“L’opinion publique belge est traversée de courants opposés qui ont trouvé un compromis dans une législation qui ne porte pas atteinte aux convictions des uns et des autres “
Albert Bastenier, spécialiste en sociologie des migrations et des pratiques économiques.

1.- La chambre basse du Parlement belge a approuvé le projet de loi sur le port de la burqa dans les lieux publics. Comment interpréter cet acte dans le contexte belge ?
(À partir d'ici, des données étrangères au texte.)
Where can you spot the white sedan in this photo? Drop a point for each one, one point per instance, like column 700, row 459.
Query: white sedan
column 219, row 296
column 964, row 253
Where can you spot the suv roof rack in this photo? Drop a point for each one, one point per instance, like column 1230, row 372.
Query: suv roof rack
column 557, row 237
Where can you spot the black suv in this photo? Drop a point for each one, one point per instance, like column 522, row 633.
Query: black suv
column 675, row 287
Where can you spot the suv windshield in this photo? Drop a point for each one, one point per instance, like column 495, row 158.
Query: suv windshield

Je crois qu’il faut commencer par souligner que, même si la conception française de la laïcité de l’État exerce une influence évidente sur certaines franges de la population en Belgique, on ne peut pas confondre cette vision de la laïcité avec la notion de « neutralité » de l’État belge qui, dans ce pays définit l’espace public comme non-confessionnel (la Belgique n’est pas un pays concordataire) mais qui n’empêche pas que l’État y admette l’existence de cultes non seulement dûment reconnus mais même financés par les deniers publics pour une part de leur activité. Et je pense que cette « contextualisation » permet de mieux comprendre les termes de la loi qui vient d’être adoptée par le Parlement belge : ce n’est pas une loi qui condamne le voile intégral (niquab ou burqa) parce qu’il serait « contraire aux valeurs de la société locale » ou parce qu’il serait « attentatoire à la dignité » de la personne (des femmes en l’occurrence). C’est une loi dont les termes ont finalement veillé à ne pas porter de jugement dans le registre des valeurs ou des convictions religieuses des uns et des autres. Les termes de la législation envisagée - et qui entrera en vigueur plus tard si le Sénat (chambre haute) n’y fait pas d’objection - porte exclusivement sur une question de sécurité dans l’espace public. Cette loi prévoit que le code pénal punira d’une amende de 15 à 25 Euros et de 1 à 7 jours de prison toutes les personnes qui se présentent dans les « lieux accessibles au public le visage masqué ou dissimulé en tout ou en partie de manière telle qu’elles ne soient pas identifiables ». C’est une loi qui donne une extension générale et ordinaire à une possibilité que détenaient déjà antérieurement les pouvoirs locaux (c’est-à-dire les règlements communaux de police) d’interdire le masquage des visages en dehors de certaines circonstances exceptionnelles comme, par exemple, les carnavals.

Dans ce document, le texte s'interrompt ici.